CLOct 26, 2022

Eeny, meeny, miny, moe. How to choose data for morphological inflection

arXiv:2210.14465v1292 citationsh-index: 26
Originality Incremental advance
AI Analysis

This addresses the bottleneck of labor-intensive data annotation in NLP and language documentation for low-resource languages, though it is incremental as it applies existing active learning methods to a specific task.

The paper tackles the problem of data scarcity in morphological inflection for low-resource languages by exploring active learning strategies to select informative data for annotation, finding that choosing low-confidence and high-entropy forms improves model performance while adding high-confidence data can reduce it.

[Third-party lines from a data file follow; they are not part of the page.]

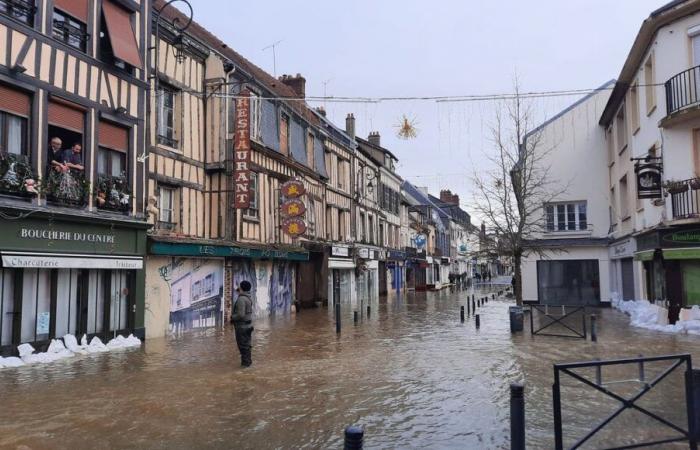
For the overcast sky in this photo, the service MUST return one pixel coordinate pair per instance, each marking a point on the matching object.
(370, 48)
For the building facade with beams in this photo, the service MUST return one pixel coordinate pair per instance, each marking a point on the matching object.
(73, 240)
(654, 113)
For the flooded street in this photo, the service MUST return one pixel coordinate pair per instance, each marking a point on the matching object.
(411, 374)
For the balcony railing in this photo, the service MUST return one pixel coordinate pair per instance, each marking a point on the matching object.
(682, 90)
(685, 198)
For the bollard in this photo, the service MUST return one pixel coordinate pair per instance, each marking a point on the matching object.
(337, 317)
(517, 417)
(354, 436)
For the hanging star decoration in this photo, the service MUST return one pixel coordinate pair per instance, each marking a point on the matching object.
(407, 128)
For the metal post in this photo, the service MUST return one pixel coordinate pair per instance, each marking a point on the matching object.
(556, 401)
(337, 317)
(517, 417)
(354, 436)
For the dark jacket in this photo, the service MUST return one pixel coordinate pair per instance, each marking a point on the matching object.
(242, 314)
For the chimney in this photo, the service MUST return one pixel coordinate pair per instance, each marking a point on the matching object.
(350, 126)
(374, 138)
(297, 83)
(446, 196)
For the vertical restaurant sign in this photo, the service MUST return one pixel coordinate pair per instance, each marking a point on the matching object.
(241, 151)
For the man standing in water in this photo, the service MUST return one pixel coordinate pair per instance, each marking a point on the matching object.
(242, 319)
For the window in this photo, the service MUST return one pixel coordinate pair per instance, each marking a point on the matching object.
(167, 120)
(255, 116)
(166, 204)
(284, 134)
(111, 162)
(624, 198)
(252, 210)
(69, 30)
(21, 10)
(621, 124)
(634, 107)
(310, 150)
(649, 82)
(566, 216)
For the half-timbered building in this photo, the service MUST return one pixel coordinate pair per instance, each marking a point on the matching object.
(72, 103)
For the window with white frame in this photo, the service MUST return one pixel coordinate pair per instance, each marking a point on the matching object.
(166, 204)
(566, 216)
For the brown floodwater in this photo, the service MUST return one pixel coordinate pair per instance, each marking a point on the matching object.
(411, 374)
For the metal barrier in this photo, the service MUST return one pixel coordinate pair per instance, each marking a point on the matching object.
(556, 315)
(689, 434)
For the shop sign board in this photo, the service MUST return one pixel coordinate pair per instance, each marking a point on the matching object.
(241, 151)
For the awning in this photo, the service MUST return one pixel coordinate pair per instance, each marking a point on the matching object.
(121, 33)
(69, 261)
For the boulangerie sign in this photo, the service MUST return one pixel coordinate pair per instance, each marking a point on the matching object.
(241, 150)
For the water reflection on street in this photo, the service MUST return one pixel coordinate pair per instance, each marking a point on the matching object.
(410, 373)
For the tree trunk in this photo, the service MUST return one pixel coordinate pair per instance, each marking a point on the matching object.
(518, 274)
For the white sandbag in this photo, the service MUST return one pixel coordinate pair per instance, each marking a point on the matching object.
(25, 350)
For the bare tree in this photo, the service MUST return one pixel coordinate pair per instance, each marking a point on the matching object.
(509, 196)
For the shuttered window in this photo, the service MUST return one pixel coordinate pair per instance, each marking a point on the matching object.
(121, 33)
(67, 115)
(14, 101)
(113, 136)
(76, 8)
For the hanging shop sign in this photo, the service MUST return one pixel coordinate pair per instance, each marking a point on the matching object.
(648, 179)
(293, 189)
(294, 227)
(293, 208)
(241, 150)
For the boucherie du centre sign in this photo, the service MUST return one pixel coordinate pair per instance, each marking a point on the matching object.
(241, 150)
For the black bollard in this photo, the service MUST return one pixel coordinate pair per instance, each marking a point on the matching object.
(517, 417)
(337, 317)
(354, 436)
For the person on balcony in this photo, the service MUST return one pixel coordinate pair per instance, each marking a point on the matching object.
(73, 158)
(56, 155)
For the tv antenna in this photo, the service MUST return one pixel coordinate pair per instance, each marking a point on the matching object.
(274, 56)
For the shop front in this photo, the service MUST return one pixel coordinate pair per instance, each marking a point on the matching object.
(622, 269)
(671, 260)
(70, 275)
(341, 275)
(191, 285)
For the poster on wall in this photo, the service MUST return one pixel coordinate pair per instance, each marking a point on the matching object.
(196, 293)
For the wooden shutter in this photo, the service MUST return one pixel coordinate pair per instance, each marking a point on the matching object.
(113, 136)
(66, 115)
(121, 33)
(76, 8)
(14, 101)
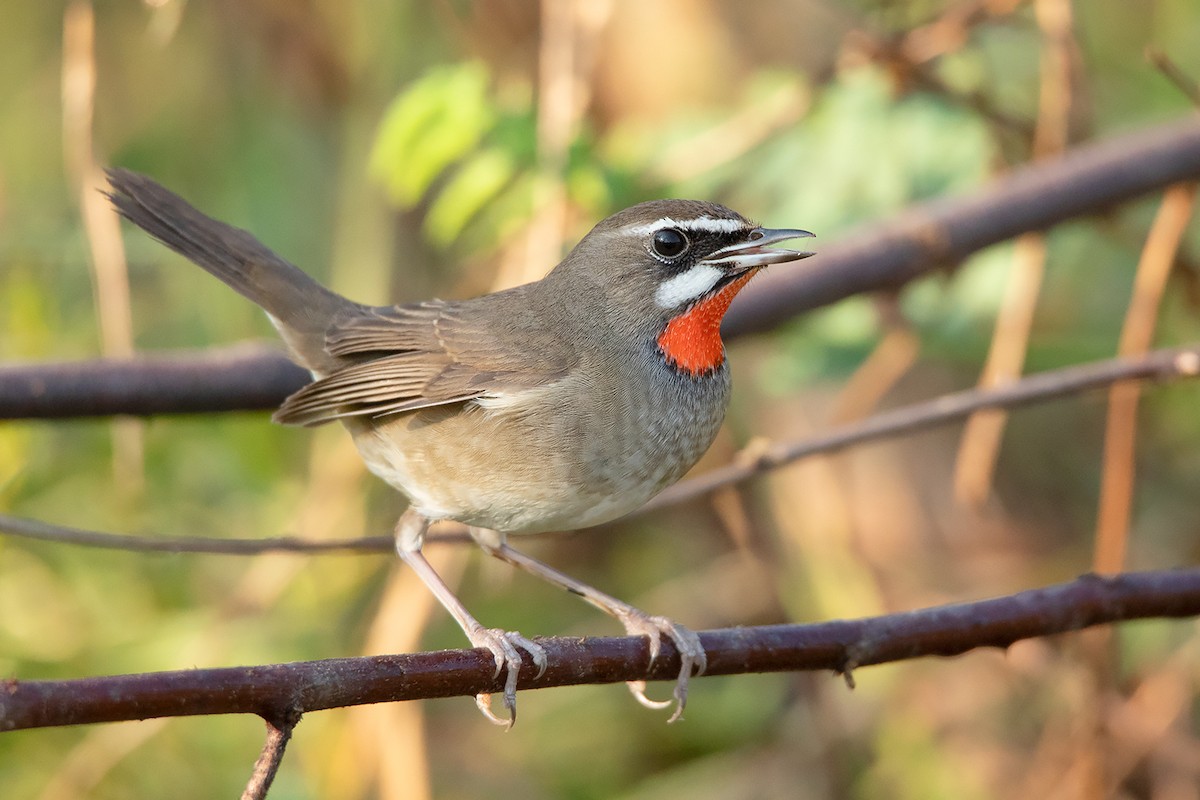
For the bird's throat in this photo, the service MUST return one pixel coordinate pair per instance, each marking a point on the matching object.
(691, 342)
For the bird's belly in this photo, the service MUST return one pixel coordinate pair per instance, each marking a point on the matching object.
(527, 471)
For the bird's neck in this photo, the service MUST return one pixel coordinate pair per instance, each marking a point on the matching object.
(691, 341)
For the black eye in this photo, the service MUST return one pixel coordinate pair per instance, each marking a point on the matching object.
(669, 242)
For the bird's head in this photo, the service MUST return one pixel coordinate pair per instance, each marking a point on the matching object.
(669, 270)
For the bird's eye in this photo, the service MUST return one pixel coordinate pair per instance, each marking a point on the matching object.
(669, 242)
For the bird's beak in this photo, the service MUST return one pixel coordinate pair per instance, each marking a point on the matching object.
(756, 251)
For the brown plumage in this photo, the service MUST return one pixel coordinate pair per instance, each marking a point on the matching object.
(556, 404)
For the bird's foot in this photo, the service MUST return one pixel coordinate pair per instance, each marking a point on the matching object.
(691, 656)
(504, 648)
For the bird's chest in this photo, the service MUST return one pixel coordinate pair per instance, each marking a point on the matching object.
(657, 428)
(579, 452)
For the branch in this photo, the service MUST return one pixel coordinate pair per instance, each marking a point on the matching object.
(1156, 366)
(933, 235)
(285, 691)
(240, 378)
(1087, 180)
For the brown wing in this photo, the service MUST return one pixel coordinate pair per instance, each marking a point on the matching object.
(406, 358)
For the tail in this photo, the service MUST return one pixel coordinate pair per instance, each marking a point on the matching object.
(300, 307)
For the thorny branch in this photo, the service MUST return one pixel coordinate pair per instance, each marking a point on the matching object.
(285, 691)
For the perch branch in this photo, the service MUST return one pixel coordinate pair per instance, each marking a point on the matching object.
(285, 691)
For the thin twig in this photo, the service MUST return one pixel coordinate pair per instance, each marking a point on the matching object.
(1137, 335)
(274, 690)
(268, 764)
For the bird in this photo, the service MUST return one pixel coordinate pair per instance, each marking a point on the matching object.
(558, 404)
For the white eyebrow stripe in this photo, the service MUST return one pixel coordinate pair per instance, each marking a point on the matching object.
(705, 224)
(687, 286)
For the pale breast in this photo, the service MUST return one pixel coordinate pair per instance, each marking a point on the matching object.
(569, 455)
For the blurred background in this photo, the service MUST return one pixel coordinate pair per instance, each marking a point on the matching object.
(402, 149)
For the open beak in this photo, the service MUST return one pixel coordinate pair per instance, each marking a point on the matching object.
(756, 251)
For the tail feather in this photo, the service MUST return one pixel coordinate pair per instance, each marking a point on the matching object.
(299, 306)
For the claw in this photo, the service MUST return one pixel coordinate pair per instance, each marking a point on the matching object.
(691, 657)
(503, 645)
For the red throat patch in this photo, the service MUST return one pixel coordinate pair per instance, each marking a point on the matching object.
(691, 342)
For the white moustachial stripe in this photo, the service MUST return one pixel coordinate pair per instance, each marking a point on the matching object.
(702, 224)
(688, 286)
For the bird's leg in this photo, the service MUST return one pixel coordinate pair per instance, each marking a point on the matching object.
(503, 644)
(636, 621)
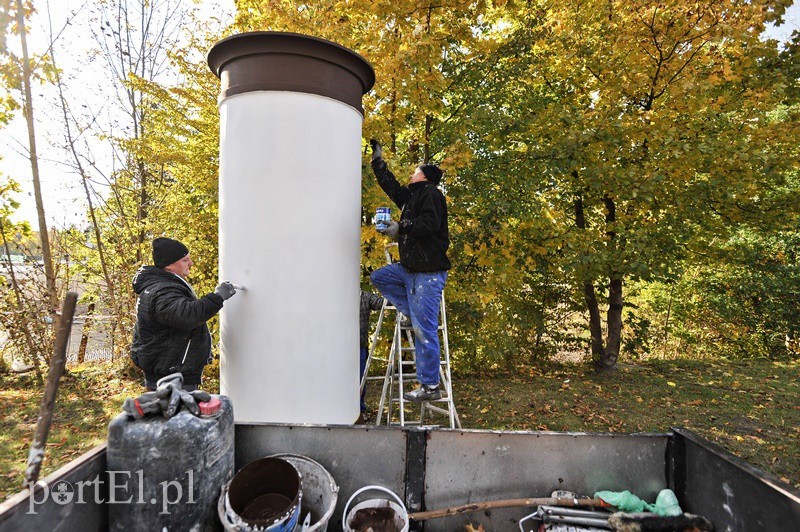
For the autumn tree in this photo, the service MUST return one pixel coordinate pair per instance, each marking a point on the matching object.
(641, 130)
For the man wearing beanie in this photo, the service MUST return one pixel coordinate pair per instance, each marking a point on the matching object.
(415, 284)
(171, 334)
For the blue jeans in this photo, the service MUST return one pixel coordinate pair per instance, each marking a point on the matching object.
(364, 353)
(417, 295)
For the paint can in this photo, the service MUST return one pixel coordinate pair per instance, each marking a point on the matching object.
(320, 492)
(379, 514)
(265, 494)
(383, 215)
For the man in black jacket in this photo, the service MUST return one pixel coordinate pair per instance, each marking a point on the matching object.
(415, 284)
(171, 334)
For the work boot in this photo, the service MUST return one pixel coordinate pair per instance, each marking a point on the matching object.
(424, 393)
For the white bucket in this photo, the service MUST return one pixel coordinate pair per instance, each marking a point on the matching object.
(400, 512)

Data scarcity is a widespread problem in numerous natural language processing (NLP) tasks for low-resource languages. Within morphology, the labour-intensive work of tagging/glossing data is a serious bottleneck for both NLP and language documentation. Active learning (AL) aims to reduce the cost of data annotation by selecting data that is most informative for improving the model. In this paper, we explore four sampling strategies for the task of morphological inflection using a Transformer model: a pair of oracle experiments where data is chosen based on whether the model already can or cannot inflect the test forms correctly, as well as strategies based on high/low model confidence, entropy, as well as random selection. We investigate the robustness of each strategy across 30 typologically diverse languages. We also perform a more in-depth case study of Natügu. Our results show a clear benefit to selecting data based on model confidence and entropy. Unsurprisingly, the oracle experiment, where only incorrectly handled forms are chosen for further training, which is presented as a proxy for linguist/language consultant feedback, shows the most improvement. This is followed closely by choosing low-confidence and high-entropy predictions. We also show that despite the conventional wisdom of larger data sets yielding better accuracy, introducing more instances of high-confidence or low-entropy forms, or forms that the model can already inflect correctly, can reduce model performance.